Analysis Types: Choosing the Right Approach
Descriptive Analysis: Summarize What Happened
Descriptive analysis summarizes data without interpretation. If you only report summarized data without deeper analysis, it remains descriptive. This is the foundation but does not answer why or predict future outcomes.
Exploratory Analysis: Discover Patterns
Exploratory analysis identifies patterns and discoveries in data but does not quantify whether findings will hold in new samples. It answers what patterns exist but lacks statistical rigor to generalize beyond the current dataset.
Predictive Analysis: Forecast Individual Outcomes
Predictive analysis uses variables (education, age, experience, gender, location) to forecast a target response (e.g., data science salary). It shows correlation and prediction capability but does not explain causation or why the prediction works.
Inferential Analysis: Generalize from Sample to Population
Inferential analysis draws conclusions about a population from a sample using statistical techniques like t-tests, ANOVA, Bayesian inference, and hypothesis testing.
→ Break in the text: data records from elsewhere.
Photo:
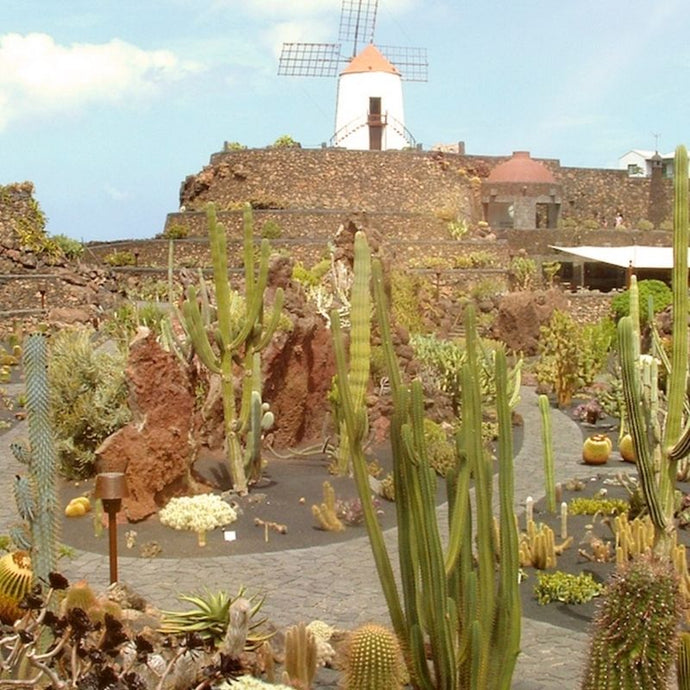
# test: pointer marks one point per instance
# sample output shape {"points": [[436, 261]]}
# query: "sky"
{"points": [[107, 105]]}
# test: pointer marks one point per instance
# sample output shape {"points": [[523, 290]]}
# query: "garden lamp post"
{"points": [[111, 488]]}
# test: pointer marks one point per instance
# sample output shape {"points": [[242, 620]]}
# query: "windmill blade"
{"points": [[412, 63], [309, 60], [357, 23]]}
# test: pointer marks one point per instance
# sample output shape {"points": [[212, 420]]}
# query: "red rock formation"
{"points": [[156, 449]]}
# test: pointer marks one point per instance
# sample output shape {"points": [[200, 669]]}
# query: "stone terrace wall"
{"points": [[382, 181], [601, 194]]}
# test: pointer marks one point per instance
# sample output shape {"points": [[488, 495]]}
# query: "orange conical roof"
{"points": [[521, 168], [370, 60]]}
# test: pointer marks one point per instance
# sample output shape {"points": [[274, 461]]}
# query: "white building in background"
{"points": [[369, 111], [639, 163]]}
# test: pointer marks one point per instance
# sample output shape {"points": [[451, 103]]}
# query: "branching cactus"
{"points": [[459, 609], [547, 442], [242, 331], [658, 448], [36, 494]]}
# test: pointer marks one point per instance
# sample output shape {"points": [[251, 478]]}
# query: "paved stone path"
{"points": [[338, 583]]}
It answers what the data tells us about the broader population.
Causal Analysis: Understand Cause and Effect
Causal analysis identifies underlying cause-and-effect relationships between variables. However, using causal analysis alone is intuitive without solid statistical methods. Confounding variables (e.g., summer causing both ice cream sales and shark bites) can create false causation.
Causal Inference: The Gold Standard
Causal inference combines causal and inferential techniques using statistical methods to rigorously identify cause-and-effect relationships. Prominent methods include randomized controlled trials (RCTs) and difference-in-differences analysis. It addresses confounding bias and counterfactual scenarios.
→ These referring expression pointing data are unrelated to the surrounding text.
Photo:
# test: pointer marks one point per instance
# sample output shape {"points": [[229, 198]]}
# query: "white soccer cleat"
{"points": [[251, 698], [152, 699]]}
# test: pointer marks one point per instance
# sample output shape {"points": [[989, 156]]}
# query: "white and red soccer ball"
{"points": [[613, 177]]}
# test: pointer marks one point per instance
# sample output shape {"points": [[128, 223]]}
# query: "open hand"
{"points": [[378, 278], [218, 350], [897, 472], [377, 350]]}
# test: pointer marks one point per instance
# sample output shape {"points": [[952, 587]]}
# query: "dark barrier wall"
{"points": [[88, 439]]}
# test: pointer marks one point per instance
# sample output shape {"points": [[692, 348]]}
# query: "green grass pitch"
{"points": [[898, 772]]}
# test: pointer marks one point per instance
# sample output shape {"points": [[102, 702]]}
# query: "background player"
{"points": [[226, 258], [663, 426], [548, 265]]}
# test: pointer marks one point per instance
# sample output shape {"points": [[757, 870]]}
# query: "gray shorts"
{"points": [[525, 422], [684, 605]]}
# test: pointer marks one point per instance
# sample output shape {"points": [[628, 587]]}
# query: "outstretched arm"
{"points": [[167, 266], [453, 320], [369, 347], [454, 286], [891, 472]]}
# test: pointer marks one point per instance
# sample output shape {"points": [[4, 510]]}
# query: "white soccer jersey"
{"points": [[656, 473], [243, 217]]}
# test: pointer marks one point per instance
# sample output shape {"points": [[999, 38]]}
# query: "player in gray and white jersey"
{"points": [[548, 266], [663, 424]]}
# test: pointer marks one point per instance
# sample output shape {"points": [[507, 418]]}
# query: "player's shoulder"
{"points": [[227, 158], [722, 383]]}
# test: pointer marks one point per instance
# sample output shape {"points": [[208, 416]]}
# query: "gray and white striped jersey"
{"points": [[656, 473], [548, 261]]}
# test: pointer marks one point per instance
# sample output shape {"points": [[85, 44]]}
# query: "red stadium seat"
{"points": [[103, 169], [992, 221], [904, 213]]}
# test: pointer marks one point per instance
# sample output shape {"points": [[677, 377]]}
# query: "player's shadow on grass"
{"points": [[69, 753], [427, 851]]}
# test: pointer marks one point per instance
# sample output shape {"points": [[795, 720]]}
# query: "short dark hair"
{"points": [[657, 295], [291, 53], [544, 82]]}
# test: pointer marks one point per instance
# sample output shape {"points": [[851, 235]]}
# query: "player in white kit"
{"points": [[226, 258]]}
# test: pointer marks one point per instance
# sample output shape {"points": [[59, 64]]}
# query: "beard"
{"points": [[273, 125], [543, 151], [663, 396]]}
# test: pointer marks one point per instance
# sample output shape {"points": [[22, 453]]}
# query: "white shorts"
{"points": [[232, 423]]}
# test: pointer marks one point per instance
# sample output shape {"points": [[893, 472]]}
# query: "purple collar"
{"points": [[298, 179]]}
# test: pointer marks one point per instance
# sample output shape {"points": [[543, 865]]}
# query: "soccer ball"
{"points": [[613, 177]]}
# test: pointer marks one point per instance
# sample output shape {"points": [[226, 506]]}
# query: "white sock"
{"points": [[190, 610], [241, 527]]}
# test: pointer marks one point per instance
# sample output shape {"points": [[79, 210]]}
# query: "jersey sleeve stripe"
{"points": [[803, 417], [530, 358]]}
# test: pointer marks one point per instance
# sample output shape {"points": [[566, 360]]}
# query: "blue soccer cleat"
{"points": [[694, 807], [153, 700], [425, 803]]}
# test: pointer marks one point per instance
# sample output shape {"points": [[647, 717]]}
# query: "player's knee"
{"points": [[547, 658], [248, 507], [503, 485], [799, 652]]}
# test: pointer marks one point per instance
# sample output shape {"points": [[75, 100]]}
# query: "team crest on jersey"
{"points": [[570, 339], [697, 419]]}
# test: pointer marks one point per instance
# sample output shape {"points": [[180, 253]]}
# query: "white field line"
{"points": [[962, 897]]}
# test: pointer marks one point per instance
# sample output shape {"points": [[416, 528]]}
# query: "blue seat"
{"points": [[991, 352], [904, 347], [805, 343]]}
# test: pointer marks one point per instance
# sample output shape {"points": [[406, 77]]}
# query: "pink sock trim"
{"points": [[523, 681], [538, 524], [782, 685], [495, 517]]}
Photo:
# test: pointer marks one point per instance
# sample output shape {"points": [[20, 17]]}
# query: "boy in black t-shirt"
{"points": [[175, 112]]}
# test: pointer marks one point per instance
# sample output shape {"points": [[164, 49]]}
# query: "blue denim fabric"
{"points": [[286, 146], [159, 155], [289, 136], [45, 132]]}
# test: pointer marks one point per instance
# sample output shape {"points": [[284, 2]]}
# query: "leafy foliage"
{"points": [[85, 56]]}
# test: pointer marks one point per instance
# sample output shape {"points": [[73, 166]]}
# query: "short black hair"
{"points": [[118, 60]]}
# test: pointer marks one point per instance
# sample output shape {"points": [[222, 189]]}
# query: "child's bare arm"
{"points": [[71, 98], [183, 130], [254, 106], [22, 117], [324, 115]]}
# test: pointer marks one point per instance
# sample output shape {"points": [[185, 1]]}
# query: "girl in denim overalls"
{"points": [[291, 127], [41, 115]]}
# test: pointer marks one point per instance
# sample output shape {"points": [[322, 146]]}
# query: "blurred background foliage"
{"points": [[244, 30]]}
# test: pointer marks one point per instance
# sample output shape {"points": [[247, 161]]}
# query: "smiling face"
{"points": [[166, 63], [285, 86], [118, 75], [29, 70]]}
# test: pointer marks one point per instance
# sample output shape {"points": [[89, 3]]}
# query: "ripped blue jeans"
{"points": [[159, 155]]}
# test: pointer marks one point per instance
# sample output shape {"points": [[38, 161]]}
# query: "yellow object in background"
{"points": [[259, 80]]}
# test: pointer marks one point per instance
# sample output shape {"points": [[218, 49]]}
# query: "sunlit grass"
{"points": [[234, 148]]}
Critical Concepts in Causal Inference
Confounding Variables: The Hidden Bias
A confounding variable is a third variable that influences both the independent and dependent variables, creating false causation. Example: smoking (confounder) causes both lighter carrying and lung cancer; omitting smoking suggests lighters cause cancer. Confounding tricks us into seeing causation where only correlation exists.
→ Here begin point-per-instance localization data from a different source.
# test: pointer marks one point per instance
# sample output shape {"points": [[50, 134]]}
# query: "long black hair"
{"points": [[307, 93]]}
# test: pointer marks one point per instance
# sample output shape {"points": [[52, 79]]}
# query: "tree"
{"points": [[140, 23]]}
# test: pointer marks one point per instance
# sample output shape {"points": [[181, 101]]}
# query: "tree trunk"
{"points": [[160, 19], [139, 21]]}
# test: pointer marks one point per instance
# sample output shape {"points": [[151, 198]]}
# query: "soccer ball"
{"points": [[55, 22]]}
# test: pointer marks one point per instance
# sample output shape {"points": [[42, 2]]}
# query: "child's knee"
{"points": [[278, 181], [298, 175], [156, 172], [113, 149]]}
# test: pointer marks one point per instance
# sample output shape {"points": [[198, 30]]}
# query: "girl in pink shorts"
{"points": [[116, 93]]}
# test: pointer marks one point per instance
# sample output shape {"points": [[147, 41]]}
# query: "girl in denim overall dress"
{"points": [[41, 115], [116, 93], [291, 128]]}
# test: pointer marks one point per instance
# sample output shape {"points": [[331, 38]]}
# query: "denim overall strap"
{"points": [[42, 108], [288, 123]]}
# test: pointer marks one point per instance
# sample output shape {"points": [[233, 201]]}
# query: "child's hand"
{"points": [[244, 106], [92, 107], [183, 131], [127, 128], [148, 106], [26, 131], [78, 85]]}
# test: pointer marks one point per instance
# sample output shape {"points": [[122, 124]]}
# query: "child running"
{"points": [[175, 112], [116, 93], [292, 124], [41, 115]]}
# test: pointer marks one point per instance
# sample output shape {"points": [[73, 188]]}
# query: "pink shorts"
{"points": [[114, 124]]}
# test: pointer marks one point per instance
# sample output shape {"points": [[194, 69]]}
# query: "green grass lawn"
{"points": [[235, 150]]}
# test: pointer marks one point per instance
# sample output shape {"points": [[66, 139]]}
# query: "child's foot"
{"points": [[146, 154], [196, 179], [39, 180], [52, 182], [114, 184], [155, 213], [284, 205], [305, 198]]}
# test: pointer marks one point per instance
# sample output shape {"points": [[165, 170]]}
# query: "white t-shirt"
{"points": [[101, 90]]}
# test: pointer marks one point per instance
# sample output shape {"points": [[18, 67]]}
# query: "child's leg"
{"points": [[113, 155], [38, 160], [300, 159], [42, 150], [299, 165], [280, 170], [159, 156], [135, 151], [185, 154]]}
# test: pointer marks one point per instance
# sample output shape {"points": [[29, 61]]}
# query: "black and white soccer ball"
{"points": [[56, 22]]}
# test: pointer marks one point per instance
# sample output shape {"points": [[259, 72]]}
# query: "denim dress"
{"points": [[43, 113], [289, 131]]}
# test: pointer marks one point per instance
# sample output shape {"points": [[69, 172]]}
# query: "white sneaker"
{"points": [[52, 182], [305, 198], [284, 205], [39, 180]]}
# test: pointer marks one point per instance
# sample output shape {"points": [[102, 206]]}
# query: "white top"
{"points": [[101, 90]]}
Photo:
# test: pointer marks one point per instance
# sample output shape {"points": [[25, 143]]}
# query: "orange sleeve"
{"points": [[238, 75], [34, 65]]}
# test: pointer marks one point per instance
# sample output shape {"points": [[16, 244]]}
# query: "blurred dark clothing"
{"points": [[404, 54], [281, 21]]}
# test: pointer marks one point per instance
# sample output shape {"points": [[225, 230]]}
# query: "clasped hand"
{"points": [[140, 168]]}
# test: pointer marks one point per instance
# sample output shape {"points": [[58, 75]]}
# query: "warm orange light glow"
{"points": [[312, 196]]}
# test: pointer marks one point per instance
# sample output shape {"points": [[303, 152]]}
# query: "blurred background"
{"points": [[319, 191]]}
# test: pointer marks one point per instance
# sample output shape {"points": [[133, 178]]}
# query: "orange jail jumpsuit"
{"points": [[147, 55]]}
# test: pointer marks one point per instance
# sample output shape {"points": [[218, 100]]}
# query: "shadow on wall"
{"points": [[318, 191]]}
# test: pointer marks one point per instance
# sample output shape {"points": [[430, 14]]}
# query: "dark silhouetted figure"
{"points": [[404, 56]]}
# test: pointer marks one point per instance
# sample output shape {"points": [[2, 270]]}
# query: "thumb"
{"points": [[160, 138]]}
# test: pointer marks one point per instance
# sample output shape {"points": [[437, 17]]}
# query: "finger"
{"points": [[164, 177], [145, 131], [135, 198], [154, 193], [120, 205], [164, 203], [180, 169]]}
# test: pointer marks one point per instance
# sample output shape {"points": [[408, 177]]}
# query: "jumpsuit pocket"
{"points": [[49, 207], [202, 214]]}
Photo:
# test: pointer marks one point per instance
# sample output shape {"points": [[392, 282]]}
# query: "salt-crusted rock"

Counterfactual: The What-If Scenario
A counterfactual asks what would have happened in an alternative reality. Example: if John took medicine and recovered, the counterfactual is what would have happened if he had not taken it. Since we cannot measure two realities simultaneously, counterfactuals are challenging to estimate but essential for causal claims.
Correlation vs. Causation
Correlation does not imply causation. Two variables can move together without one causing the other. This cliche phrase describes a common analytical error where confounding variables create the illusion of causation when only correlation exists.
Notable quotes
Analytical thinking starts from handling different business legal requirements and have a solid understanding of the different analysis and analysis life cycle. — Rony MLE
Setting a baseline is important and the best naive case here is to ask for what are the usual or what is the sweet spot. — Rony MLE
Correlation doesn't imply causation. Confounding tricks us into seeing causation where there's only correlation. — Rony MLE
Action items
- Map your next business requirement using the why-funnel: start with the goal, then identify 3-4 interconnected KPIs that reinforce each other.
- For any analysis, explicitly set a business baseline using historical data from past quarters before validating model outputs.
- Identify the correct analysis type for your question: ask whether you are summarizing, discovering patterns, predicting outcomes, generalizing to a population, or establishing causation.
- When analyzing relationships between variables, list potential confounding variables and assess whether they could create false causation.
- Spend dedicated time on data cleaning and wrangling; allocate 40-50% of analysis effort to this step rather than jumping to modeling.